Sie wollte nie das Orakel von Manhattan werden, als das Amerika sie sah. Rätselsprüche wie politische Gratisbekenntnisse waren ihr verhasst.

Von Gregor Dotzauer

Sie wollte nie das Orakel von Manhattan werden, als das Amerika sie sah. Rätselsprüche wie politische Gratisbekenntnisse waren ihr verhasst. Susan Sontag, 2004 mit 71 Jahren gestorben, hatte Erfahrungen, Haltungen und Überzeugungen, aber mindestens so viele Skrupel, damit ihren intellektuellen Ort zu bestimmen. „Die erste Verpflichtung eines Schriftstellers“, erklärte sie einmal, „besteht nicht darin, Meinungen zu haben, sondern die Wahrheit zu schreiben und sich zu weigern, ein Komplize von Lügen und Desinformation zu werden. Literatur ist der Ausdruck von Nuancierung und Widerstand gegen die Stimmen der Vereinfachung.“

Susan Sontag wollte alles können: das mitreißende Reden und das komplexe Schreiben, das Verfassen von bewegenden Romanen wie von klugen Essays, das Erfinden und Inszenieren von Theaterstücken wie das Drehen von Filmen.
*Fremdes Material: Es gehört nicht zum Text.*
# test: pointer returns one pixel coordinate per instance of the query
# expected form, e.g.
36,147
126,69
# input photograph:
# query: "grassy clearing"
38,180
Nichts von alledem tat sie als Dilettantin. Doch ihr Erfolg als Essayistin bestätigte ihr stärkstes Talent. Von der Autorin der „Notes on Camp“, die 1964 in der „Partisan Review“ ihre Karriere auf den Weg brachten, wird man noch in Jahrzehnten reden, auch von ihrem persönlichsten Buch „Krankheit als Metapher“, das man mit seinem Nachdenken über das Zerstörungswerk des Krebs als Epitaph lesen muss.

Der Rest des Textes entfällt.